Telle est dans son ensemble l’entreprise philosophique de Kant. Son premier défaut, le plus frappant de tous, celui qu’on a tant de fois et si justement signalé, c’est le défaut d’unité. La Critique de la Raison pure et la Critique de la Raison pratique ne forment pas une philosophie homogène, mais en quelque sorte deux philosophies distinctes et contraires, qu’aucun artifice de logique ou d’analyse ne saurait concilier. Ce n’est pas tout : Kant a composé une troisième critique, la Critique du Jugement, qui, en s’ajoutant aux deux autres par d’ingénieuses combinaisons, enrichit sans doute, mais aussi complique sa philosophie.
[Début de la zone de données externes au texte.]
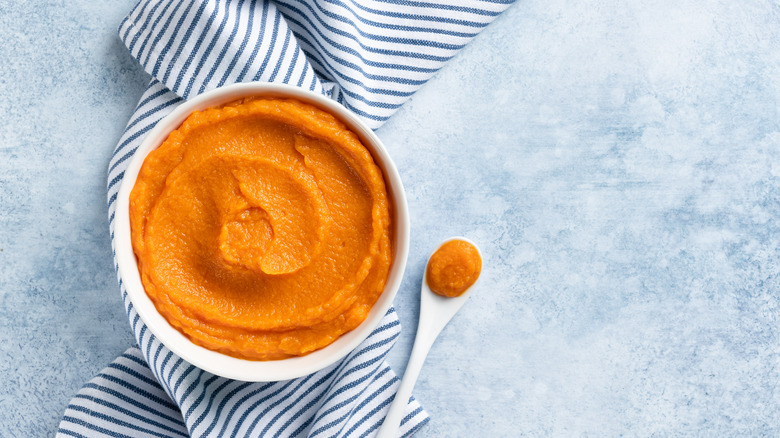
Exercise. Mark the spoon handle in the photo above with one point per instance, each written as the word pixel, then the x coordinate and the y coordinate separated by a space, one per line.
pixel 423 341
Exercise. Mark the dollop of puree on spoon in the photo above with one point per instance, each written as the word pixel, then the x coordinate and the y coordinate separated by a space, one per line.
pixel 453 268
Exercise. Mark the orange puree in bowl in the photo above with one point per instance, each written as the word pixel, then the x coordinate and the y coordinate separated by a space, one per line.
pixel 262 229
pixel 453 268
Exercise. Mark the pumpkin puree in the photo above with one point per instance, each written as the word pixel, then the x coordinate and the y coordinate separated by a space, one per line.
pixel 262 229
pixel 453 268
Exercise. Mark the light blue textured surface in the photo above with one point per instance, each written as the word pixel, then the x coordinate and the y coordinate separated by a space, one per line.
pixel 619 165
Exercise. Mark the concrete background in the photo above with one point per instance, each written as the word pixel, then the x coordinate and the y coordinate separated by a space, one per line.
pixel 618 163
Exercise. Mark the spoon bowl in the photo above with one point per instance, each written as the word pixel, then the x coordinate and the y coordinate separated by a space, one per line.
pixel 435 312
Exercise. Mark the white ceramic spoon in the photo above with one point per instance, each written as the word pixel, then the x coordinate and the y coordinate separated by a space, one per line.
pixel 435 312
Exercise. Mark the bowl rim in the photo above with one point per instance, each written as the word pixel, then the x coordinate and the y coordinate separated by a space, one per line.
pixel 219 363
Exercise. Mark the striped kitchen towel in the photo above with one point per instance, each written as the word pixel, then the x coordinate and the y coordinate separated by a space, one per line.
pixel 369 55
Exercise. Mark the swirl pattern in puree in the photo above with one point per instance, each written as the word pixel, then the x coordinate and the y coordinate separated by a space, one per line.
pixel 262 228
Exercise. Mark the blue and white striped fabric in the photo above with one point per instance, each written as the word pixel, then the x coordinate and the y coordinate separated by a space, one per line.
pixel 369 55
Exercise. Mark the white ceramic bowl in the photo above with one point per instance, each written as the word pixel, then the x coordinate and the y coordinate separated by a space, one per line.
pixel 218 363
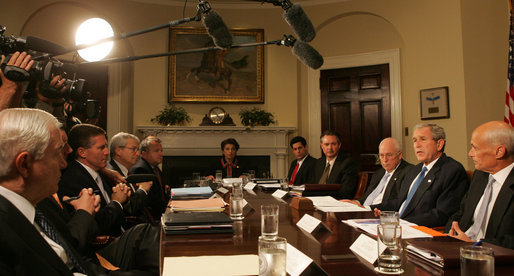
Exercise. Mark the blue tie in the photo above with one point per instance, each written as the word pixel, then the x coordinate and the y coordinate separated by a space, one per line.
pixel 378 190
pixel 414 188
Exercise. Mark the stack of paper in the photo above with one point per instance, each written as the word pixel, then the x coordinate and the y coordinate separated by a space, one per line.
pixel 191 192
pixel 227 182
pixel 370 226
pixel 199 205
pixel 196 223
pixel 330 204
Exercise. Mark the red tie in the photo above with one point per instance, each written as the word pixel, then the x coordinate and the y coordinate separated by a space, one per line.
pixel 293 176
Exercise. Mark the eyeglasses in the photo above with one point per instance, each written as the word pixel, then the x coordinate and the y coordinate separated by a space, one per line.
pixel 133 149
pixel 388 155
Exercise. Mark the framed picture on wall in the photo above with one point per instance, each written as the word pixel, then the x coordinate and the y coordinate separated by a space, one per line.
pixel 233 75
pixel 435 103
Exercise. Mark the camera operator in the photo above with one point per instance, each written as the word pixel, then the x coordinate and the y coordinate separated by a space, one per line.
pixel 11 91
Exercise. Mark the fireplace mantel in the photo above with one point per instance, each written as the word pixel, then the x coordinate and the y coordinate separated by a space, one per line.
pixel 206 140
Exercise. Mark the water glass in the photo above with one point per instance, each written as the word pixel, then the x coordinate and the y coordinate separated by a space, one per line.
pixel 251 174
pixel 219 178
pixel 269 221
pixel 236 207
pixel 272 256
pixel 389 217
pixel 389 239
pixel 237 189
pixel 476 260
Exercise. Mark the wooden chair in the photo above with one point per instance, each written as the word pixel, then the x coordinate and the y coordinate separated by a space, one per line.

Dans cet ouvrage qu’une exacte et habile traduction[1] vient de donner à notre littérature philosophique, Kant développe sur l’idée du beau des vues originales et profondes qui sont devenues le fondement de toute l’esthétique allemande, et rattache à cette idée essentielle de l’esprit humain une autre notion fondamentale, celle de finalité ou de cause finale qui tient une si grande place dans la science de la nature. A la rigueur, l’esthétique de Kant qui n’attribue à l’idée du beau aucune valeur objective est en parfaite harmonie avec l’esprit général du système, mais dans la théorie de la finalité on voit poindre des idées qui, bien faibles encore, dépassent déjà infiniment l’horizon de la philosophie

  1. Voyez Critique du Jugement, suivie des Observations sur le beau et le sublime, par Emmanuel Kant, traduit de l’allemand par M. Barni. — Chez Ladrange, 2 vol. in-8o.